Congratulations, Utah parents and educators! Together, we did it. Funding for optional full-day kindergarten is now a reality for schools statewide. 

The Utah Legislature passed HB477, "Full Day Kindergarten Amendments," sponsored by Rep. Robert Spendlove (R-Sandy). This bill establishes the same flexible, stable funding stream for full-day kindergarten as currently exists for all other grades of public school, first through twelfth. Last week, Governor Spencer Cox signed this historic bill into law! 

(Click here to jump to our four-minute explainer video, which is also included at the bottom of this page)

Does this mean that next school year, every family in Utah will have the opportunity to enroll their kindergartner in a full-day program in their neighborhood school? Unfortunately, no. It DOES mean that the number of families who will have access to full-day kindergarten will increase dramatically - we estimate between 60% and 65% of kindergarteners will be able to enroll in an optional full-day program during the 2023-24 school year.

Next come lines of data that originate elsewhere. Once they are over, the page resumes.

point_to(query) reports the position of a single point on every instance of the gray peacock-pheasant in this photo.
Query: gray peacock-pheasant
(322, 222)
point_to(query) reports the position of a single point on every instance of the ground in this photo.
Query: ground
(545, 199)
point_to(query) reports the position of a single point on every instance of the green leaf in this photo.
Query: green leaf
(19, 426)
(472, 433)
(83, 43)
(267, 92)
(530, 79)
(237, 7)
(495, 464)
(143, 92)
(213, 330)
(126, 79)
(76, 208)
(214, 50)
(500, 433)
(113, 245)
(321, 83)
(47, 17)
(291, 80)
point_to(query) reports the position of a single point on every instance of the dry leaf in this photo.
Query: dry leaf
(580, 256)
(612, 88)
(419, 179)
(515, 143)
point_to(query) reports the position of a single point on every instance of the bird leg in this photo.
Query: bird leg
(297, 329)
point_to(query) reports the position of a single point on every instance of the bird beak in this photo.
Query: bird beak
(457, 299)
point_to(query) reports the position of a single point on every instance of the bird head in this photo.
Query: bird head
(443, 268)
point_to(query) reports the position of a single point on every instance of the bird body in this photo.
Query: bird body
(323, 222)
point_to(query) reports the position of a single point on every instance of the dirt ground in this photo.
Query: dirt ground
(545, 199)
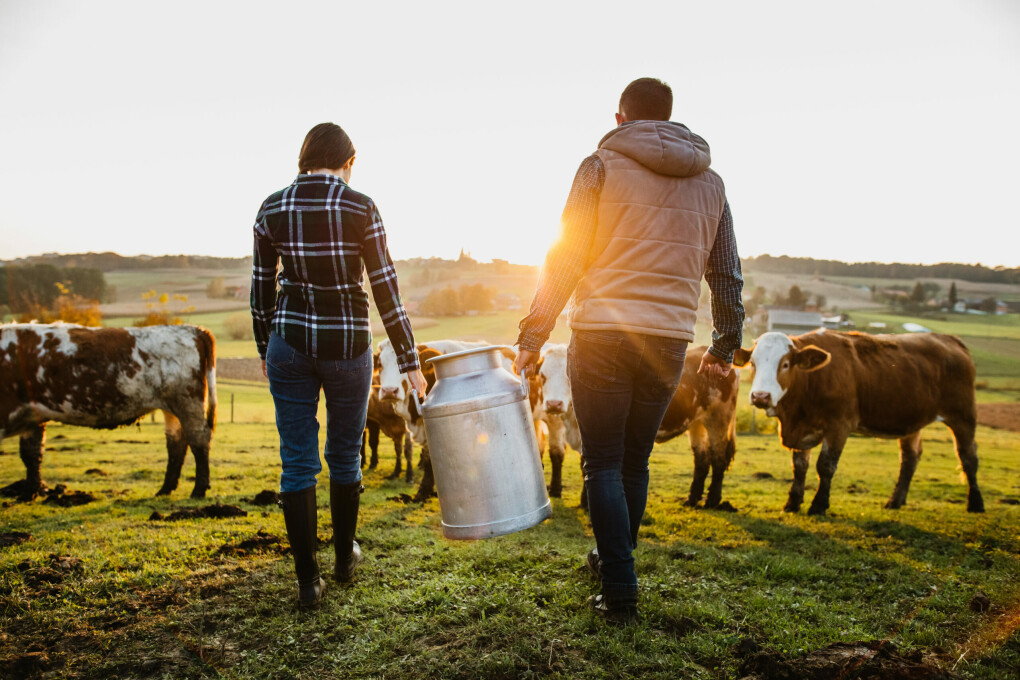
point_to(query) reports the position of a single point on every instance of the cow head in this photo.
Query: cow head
(552, 371)
(393, 385)
(776, 360)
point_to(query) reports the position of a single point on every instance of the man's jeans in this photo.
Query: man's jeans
(621, 384)
(295, 380)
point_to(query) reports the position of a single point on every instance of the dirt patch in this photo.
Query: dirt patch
(1003, 416)
(59, 495)
(217, 511)
(9, 538)
(264, 498)
(260, 542)
(849, 661)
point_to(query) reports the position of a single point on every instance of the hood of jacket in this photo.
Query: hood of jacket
(661, 146)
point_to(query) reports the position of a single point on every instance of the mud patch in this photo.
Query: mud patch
(59, 495)
(260, 542)
(217, 511)
(9, 538)
(850, 661)
(264, 498)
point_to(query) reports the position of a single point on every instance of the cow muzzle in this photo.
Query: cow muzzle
(554, 407)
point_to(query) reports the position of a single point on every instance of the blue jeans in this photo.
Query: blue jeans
(295, 380)
(621, 384)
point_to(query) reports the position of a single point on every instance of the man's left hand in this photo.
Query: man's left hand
(713, 366)
(525, 359)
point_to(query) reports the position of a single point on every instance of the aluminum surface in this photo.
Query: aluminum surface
(485, 454)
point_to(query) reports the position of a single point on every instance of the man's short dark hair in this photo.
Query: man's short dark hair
(647, 99)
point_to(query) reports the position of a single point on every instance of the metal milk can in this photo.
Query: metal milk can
(485, 454)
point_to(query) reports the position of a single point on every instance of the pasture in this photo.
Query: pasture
(101, 591)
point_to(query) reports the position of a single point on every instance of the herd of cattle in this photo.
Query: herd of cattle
(822, 386)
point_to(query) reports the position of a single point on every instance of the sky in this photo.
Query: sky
(860, 131)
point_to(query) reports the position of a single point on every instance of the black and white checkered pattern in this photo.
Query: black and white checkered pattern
(569, 257)
(314, 239)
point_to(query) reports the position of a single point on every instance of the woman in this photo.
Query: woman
(314, 333)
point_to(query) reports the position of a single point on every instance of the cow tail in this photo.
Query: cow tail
(207, 359)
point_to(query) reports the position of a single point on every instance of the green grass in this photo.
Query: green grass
(154, 598)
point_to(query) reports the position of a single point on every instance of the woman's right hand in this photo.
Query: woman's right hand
(418, 382)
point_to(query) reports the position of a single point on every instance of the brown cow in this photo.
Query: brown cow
(824, 385)
(705, 408)
(105, 378)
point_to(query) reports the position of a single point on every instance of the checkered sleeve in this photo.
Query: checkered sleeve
(263, 297)
(383, 278)
(726, 282)
(568, 258)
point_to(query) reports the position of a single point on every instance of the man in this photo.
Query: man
(645, 220)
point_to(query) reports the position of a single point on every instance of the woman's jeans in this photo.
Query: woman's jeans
(621, 384)
(295, 380)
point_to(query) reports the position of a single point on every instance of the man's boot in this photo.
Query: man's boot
(301, 520)
(344, 503)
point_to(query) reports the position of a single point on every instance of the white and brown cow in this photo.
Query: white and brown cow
(703, 407)
(105, 378)
(824, 385)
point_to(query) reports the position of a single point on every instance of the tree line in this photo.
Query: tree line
(806, 265)
(27, 289)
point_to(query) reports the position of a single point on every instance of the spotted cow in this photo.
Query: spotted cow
(105, 378)
(824, 385)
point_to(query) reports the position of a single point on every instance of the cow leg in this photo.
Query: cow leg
(201, 455)
(802, 459)
(722, 456)
(963, 432)
(556, 457)
(828, 458)
(699, 446)
(176, 449)
(910, 455)
(373, 443)
(408, 455)
(399, 468)
(30, 448)
(427, 485)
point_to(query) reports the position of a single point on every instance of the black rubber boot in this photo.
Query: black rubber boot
(344, 503)
(301, 520)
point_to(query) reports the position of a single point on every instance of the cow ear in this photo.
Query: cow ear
(810, 358)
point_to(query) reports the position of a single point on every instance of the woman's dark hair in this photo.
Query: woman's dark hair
(647, 99)
(326, 146)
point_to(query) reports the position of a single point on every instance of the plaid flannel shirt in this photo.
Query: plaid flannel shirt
(314, 239)
(566, 262)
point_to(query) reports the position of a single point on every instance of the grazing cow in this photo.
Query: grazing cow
(105, 378)
(394, 388)
(383, 416)
(824, 385)
(703, 407)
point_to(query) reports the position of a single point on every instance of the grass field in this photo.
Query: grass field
(160, 599)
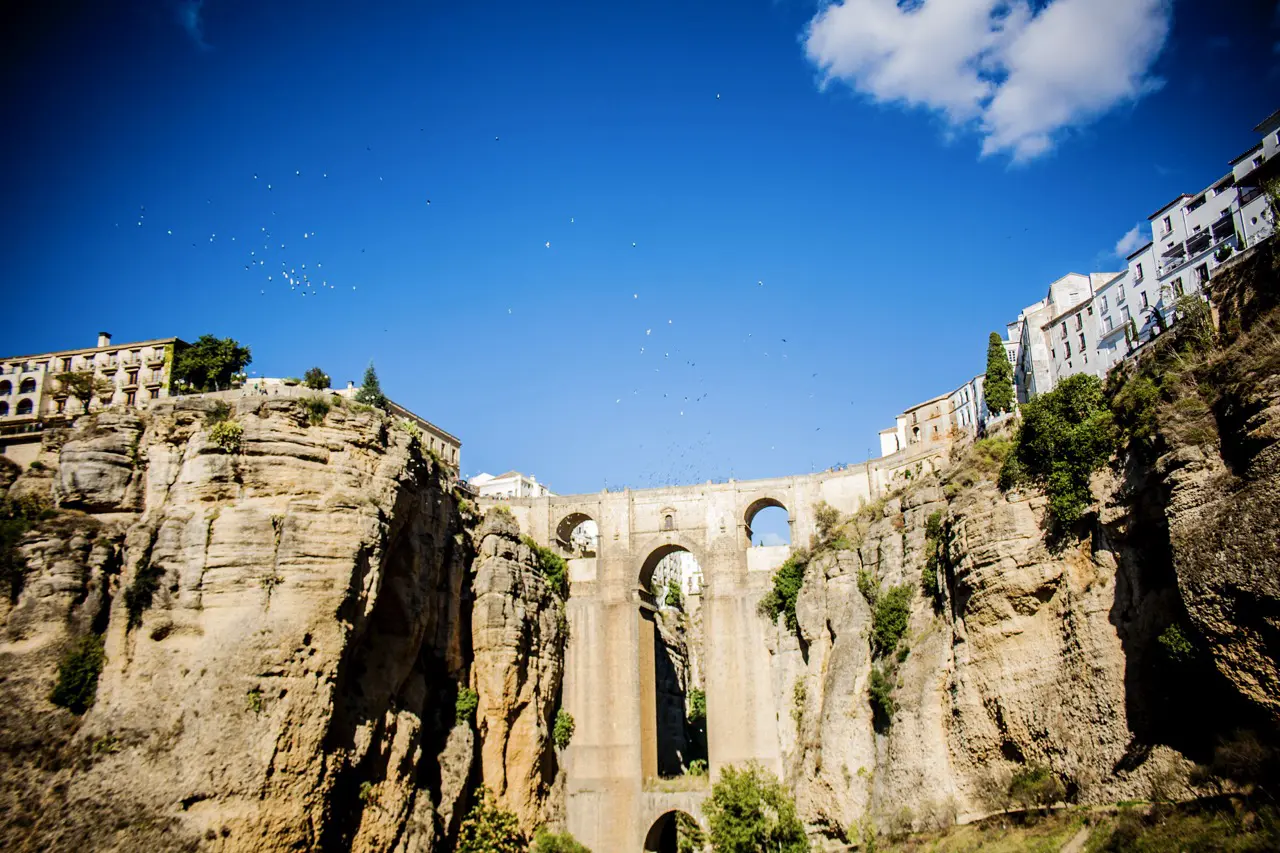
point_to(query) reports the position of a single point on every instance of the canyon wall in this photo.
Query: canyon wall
(1051, 656)
(287, 621)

This is is a huge leap from fewer than 25% just five years ago!

The passage of HB477 means that next school year (2023-24), every district and charter elementary school will have the opportunity to offer optional full-day kindergarten, using this new state funding stream. 

In order to offer more full-day kindergarten, schools must have more classroom space, more teachers, and more equipment like tables and chairs. Some school districts and charter schools have spent the last several years making plans to overcome these challenges, and will be ready to offer optional full-day kindergarten to most, if not all, of their local families in the coming school year. 

Some elementary schools are not quite ready to take advantage of this opportunity. These schools will need some time to overcome the challenges of: 1) limited classroom space; 2) recruiting new teachers; 3) purchasing new materials and equipment; 4) busing adjustments; and other practical issues. This is true particularly in some of our large, suburban school districts, such as Jordan, Davis and Alpine. Other small- and mid-size districts face some of these issues, as well. 

We estimate that it will take between three and five years before all Utah families have the opportunity to enroll their child in a full-day kindergarten program. Based on the popularity of newly expanded full-day programs in different parts of the state, we expect to see more than 90% of parents opt for full-day kindergarten for their children when it becomes available to them. 

The best way to find out whether your local elementary will be offering optional full-day kindergarten during the 2023-24 school year is to contact the current principal of that school (or the director, in case of charter schools) and ask them directly! Not only will this help you to plan for your family's schooling schedules, but it will help our local education leaders assess how much community interest exists for more optional full-day kindergarten. 

In case you were worried, the new law preserves parents' right to enroll their child in a half-day program, and does not make kindergarten mandatory. There is nothing in the law that tells districts and charters how much optional full-day kindergarten they must offer to their communities, or how soon they have to do so. HB477 was created to be as flexible as possible, allowing local communities to decide the right mix of half- and full-day programming for them. 

Thanks to all the hard work of education leaders, insistent parents and committed community advocates, we have finally accomplished state funding for optional full-day kindergarten in Utah! We especially appreciate the commitment of the United Way of Salt Lake and the Utah PTA, our core partners in the Utah Full-Day Kindergarten Now Coalition.

Of course, this would not have happened without the support and leadership of State Superintendent Sydnee Dickson, Sara Wiebke, Christine Elegante and other superhero staff at the Utah State Board of Education. We owe a lot to our bill sponsor, Rep. Spendlove, and the other legislative champions like Senator Ann Millner who have been key to this effort in the past (former Reps. Lowry Snow and Steve Waldrip, we are looking at you!).